We know that the mole ratio between AgNO3 and AgCl is 1:1, meaning for every mole of AgNO3 used, we get 1 mole of AgCl.

Step 3: Calculate the moles of AgNO3 used.
Since we have an excess of AgNO3, we can assume that the moles of AgNO3 used is equal to the moles of AgCl formed.
Moles of AgNO3 used = 0.0133 mol AgCl

Step 4: Calculate the moles of NaCl in the mixture.
Let's assume the moles of NaCl in the mixture is represented by 'x'.
From the balanced equation, the mole ratio between AgCl and NaCl is also 1:1.
Therefore, Moles of NaCl = Moles of AgCl = 0.0133 mol

Step 5: Calculate the mass of NaCl in the mixture.
We can calculate the mass using the molar mass of NaCl:
Na = 22.99 g/mol
Cl = 35.45 g/mol
Total molar mass = 22.99 + 35.45 = 58.44 g/mol

Mass of NaCl = Moles of NaCl * Molar mass of NaCl
Mass of NaCl = 0.0133 mol * 58.44 g/mol
Mass of NaCl = 0.780 g NaCl

Step 6: Calculate the percentage by mass of NaCl in the mixture.
Percentage by mass = (Mass of NaCl / Total mass of mixture) * 100
Percentage by mass = (0.780 g / 0.887 g) * 100
Percentage by mass ≈ 87.9%

Therefore, the percentage by mass of NaCl in the mixture is approximately 87.9%.

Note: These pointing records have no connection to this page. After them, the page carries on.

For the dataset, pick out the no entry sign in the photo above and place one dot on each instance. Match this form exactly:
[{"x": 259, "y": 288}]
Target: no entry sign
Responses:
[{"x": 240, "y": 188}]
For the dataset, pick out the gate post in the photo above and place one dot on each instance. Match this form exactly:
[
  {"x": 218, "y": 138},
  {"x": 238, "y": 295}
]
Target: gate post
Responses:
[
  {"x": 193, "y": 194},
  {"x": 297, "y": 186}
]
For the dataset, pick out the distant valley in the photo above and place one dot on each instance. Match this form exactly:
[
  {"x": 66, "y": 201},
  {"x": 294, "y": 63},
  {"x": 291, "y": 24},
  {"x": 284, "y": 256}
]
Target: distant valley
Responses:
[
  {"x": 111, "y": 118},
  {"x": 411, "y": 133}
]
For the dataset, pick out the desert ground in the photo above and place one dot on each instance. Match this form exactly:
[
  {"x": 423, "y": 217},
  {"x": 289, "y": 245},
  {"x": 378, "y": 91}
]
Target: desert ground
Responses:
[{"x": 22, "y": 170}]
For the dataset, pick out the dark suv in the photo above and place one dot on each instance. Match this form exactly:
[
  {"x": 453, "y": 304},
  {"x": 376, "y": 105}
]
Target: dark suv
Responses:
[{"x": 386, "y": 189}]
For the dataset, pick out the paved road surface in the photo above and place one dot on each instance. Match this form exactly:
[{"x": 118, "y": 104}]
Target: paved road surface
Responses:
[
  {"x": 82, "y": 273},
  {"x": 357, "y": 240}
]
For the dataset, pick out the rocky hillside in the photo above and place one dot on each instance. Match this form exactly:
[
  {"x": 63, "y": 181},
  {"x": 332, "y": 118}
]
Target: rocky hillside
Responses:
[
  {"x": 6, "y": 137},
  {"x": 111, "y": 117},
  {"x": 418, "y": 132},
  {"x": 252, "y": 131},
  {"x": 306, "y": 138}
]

To calculate the percentage by mass of NaCl in the mixture, you can follow these steps:

Step 1: Calculate the moles of AgCl
Given that 1.913g of AgCl is formed, we can calculate the number of moles using its molar mass:
Molar mass of AgCl = 143g/mol
moles of AgCl = mass / molar mass = 1.913g / 143g/mol = 0.01336 mol

Step 2: Calculate the moles of NaCl and KCl
Assuming x is the moles of NaCl and y is the moles of KCl, we have the following equation: x/58 + y/74 = (0.887g - x)/58, since the total mass of the mixture is 0.887g.

Step 3: Solve for x (moles of NaCl)
Rearrange the equation from Step 2 and solve for x:
x/58 + y/74 = (0.887g - x)/58
Let's multiply the equation throughout by the least common multiple (LCM) of the denominators, which is 4066:
(4066/58)x + (4066/74)y = (4066/58)(0.887g - x)
70x + 55y = 70(0.887g) - 58x
128x + 55y = 62.09g

Step 4: Substitute the given information
We are given that 0.01336 moles of AgCl are formed, which corresponds to x moles of NaCl. Substituting these values:
128(0.01336) + 55y = 62.09g
1.70848 + 55y = 62.09g
55y = 62.09g - 1.70848
55y = 60.38152
y = 60.38152 / 55
y = 1.0973

Step 5: Calculate the moles of NaCl
Since x and y represent the moles of NaCl and KCl respectively, we have:
x = 0.01336 mol (already calculated)

Step 6: Calculate the mass of NaCl
To find the mass of NaCl, we multiply the moles of NaCl (x) by its molar mass:
Molar mass of NaCl = 58.5g/mol
mass of NaCl = moles of NaCl * molar mass of NaCl = 0.01336 mol * 58.5g/mol = 0.781 g

Step 7: Calculate the percentage by mass of NaCl
Finally, we can calculate the percentage by mass of NaCl by dividing the mass of NaCl by the total mass of the mixture (0.887g) and multiplying by 100%:
% NaCl = (mass of NaCl / total mass of mixture) * 100% = (0.781 g / 0.887 g) * 100% = 87.9%

Therefore, the percentage by mass of NaCl in the mixture is approximately 87.9%.